From my personal experience, the first Snapshot Replica does tend to take longer, but subsequent ones should be much faster. That said, the speed you mentioned does seem unusual, so I’ll have our internal team analyze and check whether there are any issues. Thanks for the information!
CPU usage means nothing. What you need to look at is the CPU load number in TOP. To access this, log into your NAS using an SSH connection. Then run the “top” command. You will see something like this:
The “Load average” value is what you want to look at. It is roughly the number of threads that your CPU is processing over the last 1, 5 and 15 minutes. You have a 4 core CPU in your NAS. That means if your usage his higher than 4 (say it is 8 or 10), you have a bottleneck and things will start to slow down. These processes can take minimal CPU resources but they are still running and will still slow things down. Each CPU core can only handle one thing at a time.

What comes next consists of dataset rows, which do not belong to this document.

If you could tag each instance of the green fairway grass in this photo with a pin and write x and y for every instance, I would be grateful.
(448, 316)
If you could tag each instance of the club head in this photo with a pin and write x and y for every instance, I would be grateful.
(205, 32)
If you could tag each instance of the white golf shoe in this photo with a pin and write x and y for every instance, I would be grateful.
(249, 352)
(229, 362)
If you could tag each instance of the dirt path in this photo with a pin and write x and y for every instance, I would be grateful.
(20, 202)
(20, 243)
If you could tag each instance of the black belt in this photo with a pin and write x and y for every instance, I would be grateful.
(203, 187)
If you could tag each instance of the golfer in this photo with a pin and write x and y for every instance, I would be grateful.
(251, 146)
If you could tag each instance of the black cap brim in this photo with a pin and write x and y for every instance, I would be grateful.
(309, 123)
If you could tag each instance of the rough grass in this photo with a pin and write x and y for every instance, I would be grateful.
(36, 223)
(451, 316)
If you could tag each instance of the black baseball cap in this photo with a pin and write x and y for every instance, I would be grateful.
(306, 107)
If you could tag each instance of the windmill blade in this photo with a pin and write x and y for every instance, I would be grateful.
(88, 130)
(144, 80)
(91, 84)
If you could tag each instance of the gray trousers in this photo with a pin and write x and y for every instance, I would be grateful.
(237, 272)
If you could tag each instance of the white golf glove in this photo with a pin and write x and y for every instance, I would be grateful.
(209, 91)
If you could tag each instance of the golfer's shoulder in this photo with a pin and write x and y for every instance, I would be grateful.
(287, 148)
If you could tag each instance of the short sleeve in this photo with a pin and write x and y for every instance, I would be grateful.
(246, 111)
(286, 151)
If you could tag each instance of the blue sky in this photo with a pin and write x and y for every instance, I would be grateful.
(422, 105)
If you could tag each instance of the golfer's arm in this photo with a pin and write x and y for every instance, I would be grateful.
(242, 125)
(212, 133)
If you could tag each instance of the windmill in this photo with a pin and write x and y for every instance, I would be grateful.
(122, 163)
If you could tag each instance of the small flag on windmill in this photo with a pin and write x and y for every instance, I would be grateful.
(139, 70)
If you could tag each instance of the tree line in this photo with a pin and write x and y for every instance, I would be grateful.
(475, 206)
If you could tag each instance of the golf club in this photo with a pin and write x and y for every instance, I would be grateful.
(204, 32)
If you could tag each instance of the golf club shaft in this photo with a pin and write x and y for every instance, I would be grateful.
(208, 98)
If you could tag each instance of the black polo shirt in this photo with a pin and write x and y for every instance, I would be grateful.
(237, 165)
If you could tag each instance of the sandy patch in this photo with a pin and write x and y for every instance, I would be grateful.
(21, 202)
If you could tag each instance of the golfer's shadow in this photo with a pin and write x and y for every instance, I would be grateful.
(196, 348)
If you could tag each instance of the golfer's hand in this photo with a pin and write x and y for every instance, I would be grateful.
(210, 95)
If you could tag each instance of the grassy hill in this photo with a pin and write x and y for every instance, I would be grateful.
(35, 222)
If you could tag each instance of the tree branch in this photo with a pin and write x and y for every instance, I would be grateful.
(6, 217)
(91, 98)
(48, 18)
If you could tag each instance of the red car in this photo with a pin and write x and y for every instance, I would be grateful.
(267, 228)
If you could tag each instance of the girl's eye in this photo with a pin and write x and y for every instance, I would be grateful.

If there are a lot of extra processes waiting in queue, then things slow down.
Running the initial snapshot is likely taking quite a bit of resources especially if you have other things running on the NAS.
i did not check before upgrading the os, unfortunately; i have already updated the devices with a new version from qnap website (inside qts no update was available) and so far the load is below 4
there are spikes that i linked to a connection to the web interface: if i fire up qts then i see the load rise but that’s expected imho.
if anything was off, it has been solved by the latest os release; now i have the sync running steadily, no more speed going from 150MB/s to zero and then stall.